I think regulations are being brought in quite soon aren’t they?

StreetwiseHercules · 17/02/2019 20:25

We are well and truly through the looking glass. People are quite mad.

pennycarbonara · 17/02/2019 20:26

YADNBU! People are using them in many areas which are on mains heating and it is affecting the air quality. There are actual studies on this.

I can't understand how people use wood fires as everyday heating anyway. They need lots of attention so they don't go out, and even then, they go out eventually in a couple of hours. You can't concentrate properly for any length of time. I figure that back when they were common, if you would be regularly concentrating on something that involved sitting still for hours, if rich you would have servants, or if less well off you'd be in a large household or a gathering where everyone would take turns (like a bunch of women and girls knitting or sewing). If there's just one or two of you they are a faff.

greenelephantscarf · 17/02/2019 20:27

If used properly, there should not be a lot of smoke (and certainly not in the room!)

not to with the smoke. the pollution is small particles, voc etc.

read the article linked by pp

ThanosSavedMe · 17/02/2019 20:33

There are far worse things than wood burners polluting the air but they are what a lot of people seem to be focusing on

minkies11 · 17/02/2019 20:34

No gas in my small rural village so have a nice modern HETAS approved multifuel burner. Saves a fortune in bills and no one has ever complained about the smoke! You be laughed out of 'town' if you did. It's not messy or unreliable and doesn't take any time to maintain. Can't understand why people think they are a chore.....
Much bigger air pollution stories to worry about than woodburners ffs.

MereDintofPandiculation · 17/02/2019 20:52

It is a fad in cities Not necessarily, if you have a source of free wood. And it is an insurance against power cuts. During the 1987 hurricane we didn't have a wood burner but we did have an open fire, so we were able to have heat, boil water and cook food during the days before we got our power back. Quite useful with a 6 month baby in the house.

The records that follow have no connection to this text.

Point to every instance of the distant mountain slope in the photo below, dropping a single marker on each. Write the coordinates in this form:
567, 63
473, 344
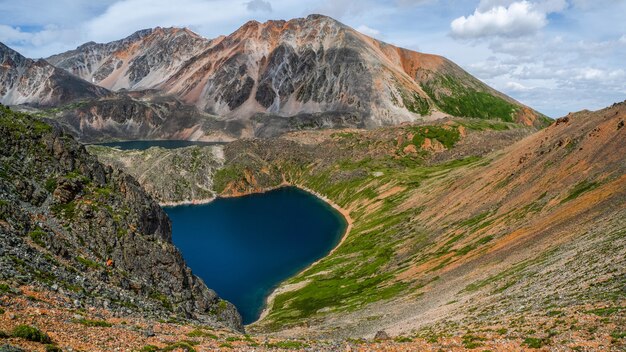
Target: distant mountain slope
25, 81
141, 61
306, 66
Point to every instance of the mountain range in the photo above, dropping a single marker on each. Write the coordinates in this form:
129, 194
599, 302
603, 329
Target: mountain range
474, 221
263, 80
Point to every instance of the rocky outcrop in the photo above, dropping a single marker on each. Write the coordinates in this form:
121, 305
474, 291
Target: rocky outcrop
72, 224
142, 116
25, 81
171, 176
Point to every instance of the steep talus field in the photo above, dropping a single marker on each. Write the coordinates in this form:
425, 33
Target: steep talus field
26, 81
145, 115
71, 225
280, 76
181, 175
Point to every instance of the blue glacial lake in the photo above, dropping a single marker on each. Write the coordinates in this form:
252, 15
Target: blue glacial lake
244, 247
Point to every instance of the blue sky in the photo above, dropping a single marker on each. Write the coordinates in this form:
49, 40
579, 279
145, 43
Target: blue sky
556, 56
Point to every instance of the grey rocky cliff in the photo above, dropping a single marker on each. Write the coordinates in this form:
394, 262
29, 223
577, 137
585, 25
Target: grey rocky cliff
26, 81
70, 223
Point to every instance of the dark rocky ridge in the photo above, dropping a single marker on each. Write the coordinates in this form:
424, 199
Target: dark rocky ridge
69, 223
26, 81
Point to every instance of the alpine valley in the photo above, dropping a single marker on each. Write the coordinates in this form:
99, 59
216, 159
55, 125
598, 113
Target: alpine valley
473, 221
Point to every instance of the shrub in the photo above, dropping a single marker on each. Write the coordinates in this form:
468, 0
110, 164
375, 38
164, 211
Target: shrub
31, 333
534, 342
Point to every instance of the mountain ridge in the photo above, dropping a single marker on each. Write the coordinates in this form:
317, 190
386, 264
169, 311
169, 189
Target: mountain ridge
27, 81
314, 65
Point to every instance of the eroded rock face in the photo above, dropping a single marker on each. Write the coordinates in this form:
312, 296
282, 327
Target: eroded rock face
313, 66
26, 81
116, 239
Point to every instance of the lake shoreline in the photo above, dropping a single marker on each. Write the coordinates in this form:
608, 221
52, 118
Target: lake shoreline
280, 288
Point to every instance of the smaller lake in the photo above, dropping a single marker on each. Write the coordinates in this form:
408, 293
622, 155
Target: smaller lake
244, 247
167, 144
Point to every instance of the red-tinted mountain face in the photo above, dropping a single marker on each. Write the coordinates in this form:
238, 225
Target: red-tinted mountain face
312, 66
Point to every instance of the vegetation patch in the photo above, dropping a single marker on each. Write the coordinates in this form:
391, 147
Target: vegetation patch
534, 342
37, 236
460, 100
31, 333
202, 333
472, 341
448, 136
288, 345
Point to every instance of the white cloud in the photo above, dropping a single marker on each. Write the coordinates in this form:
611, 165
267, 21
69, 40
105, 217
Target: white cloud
518, 19
259, 5
368, 31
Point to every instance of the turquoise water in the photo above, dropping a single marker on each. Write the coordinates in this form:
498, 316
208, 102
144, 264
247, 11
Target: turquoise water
142, 145
244, 247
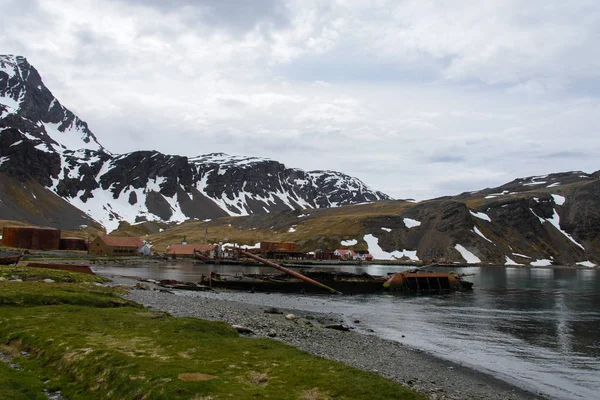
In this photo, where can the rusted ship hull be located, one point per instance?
(427, 282)
(345, 283)
(9, 259)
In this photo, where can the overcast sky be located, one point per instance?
(418, 99)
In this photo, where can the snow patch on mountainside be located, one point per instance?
(411, 223)
(469, 257)
(481, 215)
(379, 254)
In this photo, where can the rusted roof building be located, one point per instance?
(187, 250)
(344, 254)
(115, 246)
(273, 247)
(31, 237)
(73, 244)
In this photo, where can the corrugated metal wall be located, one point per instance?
(73, 244)
(29, 237)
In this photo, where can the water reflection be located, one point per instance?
(539, 328)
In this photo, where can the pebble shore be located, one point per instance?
(434, 377)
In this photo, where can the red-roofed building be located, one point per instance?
(344, 254)
(117, 246)
(187, 250)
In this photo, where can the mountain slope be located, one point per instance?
(531, 221)
(42, 141)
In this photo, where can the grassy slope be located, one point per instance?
(91, 344)
(321, 228)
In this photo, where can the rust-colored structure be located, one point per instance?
(274, 247)
(73, 244)
(187, 250)
(84, 269)
(115, 246)
(31, 237)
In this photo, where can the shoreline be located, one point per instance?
(425, 373)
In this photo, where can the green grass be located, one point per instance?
(89, 343)
(19, 385)
(38, 274)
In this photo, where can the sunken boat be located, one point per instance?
(343, 282)
(417, 281)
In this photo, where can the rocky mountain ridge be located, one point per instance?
(44, 142)
(536, 221)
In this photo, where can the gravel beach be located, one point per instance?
(425, 373)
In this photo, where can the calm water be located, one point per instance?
(537, 328)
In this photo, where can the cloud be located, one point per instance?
(416, 98)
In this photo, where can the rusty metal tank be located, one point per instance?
(424, 282)
(31, 237)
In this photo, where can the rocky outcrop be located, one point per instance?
(43, 141)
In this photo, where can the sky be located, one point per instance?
(418, 99)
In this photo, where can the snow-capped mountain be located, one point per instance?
(42, 141)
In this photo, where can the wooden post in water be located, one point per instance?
(288, 271)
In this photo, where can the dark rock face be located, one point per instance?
(42, 140)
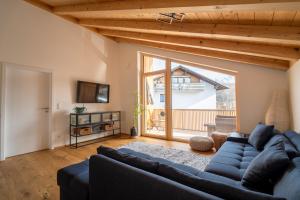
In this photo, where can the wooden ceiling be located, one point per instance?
(259, 32)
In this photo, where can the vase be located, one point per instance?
(133, 132)
(278, 112)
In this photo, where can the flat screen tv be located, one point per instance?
(88, 92)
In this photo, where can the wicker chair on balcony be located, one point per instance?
(220, 130)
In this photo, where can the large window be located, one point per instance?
(183, 100)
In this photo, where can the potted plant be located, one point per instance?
(79, 109)
(138, 110)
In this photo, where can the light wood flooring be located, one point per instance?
(33, 176)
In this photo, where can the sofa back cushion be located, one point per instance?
(266, 167)
(289, 147)
(260, 136)
(141, 163)
(288, 185)
(294, 138)
(217, 188)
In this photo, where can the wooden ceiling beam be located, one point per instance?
(259, 61)
(263, 50)
(267, 34)
(167, 6)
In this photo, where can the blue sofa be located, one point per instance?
(113, 175)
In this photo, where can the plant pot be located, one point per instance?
(133, 132)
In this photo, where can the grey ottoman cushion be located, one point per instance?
(201, 143)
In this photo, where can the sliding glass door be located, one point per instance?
(154, 90)
(203, 101)
(182, 100)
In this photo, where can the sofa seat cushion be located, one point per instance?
(75, 178)
(266, 167)
(232, 160)
(227, 190)
(161, 161)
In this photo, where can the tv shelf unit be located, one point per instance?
(104, 124)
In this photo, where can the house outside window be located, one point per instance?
(162, 98)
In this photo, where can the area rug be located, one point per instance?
(175, 155)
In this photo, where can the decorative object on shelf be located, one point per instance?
(79, 110)
(170, 17)
(278, 112)
(101, 123)
(138, 110)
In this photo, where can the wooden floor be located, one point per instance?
(33, 176)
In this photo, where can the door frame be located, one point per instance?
(168, 91)
(3, 67)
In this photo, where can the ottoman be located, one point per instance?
(219, 139)
(200, 143)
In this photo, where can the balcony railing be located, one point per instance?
(187, 119)
(180, 86)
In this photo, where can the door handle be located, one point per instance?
(45, 109)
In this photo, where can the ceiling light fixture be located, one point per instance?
(170, 17)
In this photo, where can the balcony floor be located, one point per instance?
(179, 133)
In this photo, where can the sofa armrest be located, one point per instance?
(111, 180)
(238, 137)
(239, 140)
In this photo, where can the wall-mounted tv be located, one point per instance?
(88, 92)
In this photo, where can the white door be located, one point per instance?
(27, 111)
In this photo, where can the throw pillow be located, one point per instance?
(266, 167)
(141, 163)
(260, 136)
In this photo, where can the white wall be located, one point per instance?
(294, 81)
(255, 84)
(33, 37)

Bowerbird5 · 17/02/2019 20:55

We live in a village with no gas.
We have had a multifuel stove for over 30 years. We burn local seasoned wood and smokeless fuel when it is very cold.
It is our central heating. We run seven radiators and a large hot water tank from ours.

Penny I would be surprised if you have lived with one. We run ours every day in winter. I bank it up at night and it is still on in the morning. I set it and it stays on all day while I am at work. I leave at 8.10 am and return at 5 or 6 most days and it is usually still on. I can run mine continually for a couple of weeks. I bring a barrow of logs in at a time. I fill the bucket once a day. Unless it is snowing and then sometimes I need a bit more as it is a stone house with very thick walls.

We love ours.

justasking111 · 17/02/2019 20:57

I think there is a difference between having a log burner in the country where cottages are well apart and having them in cities where they are close together plus in the country it is windy and the smoke dissipates, in the city other buildings trap air rather than blowing it away.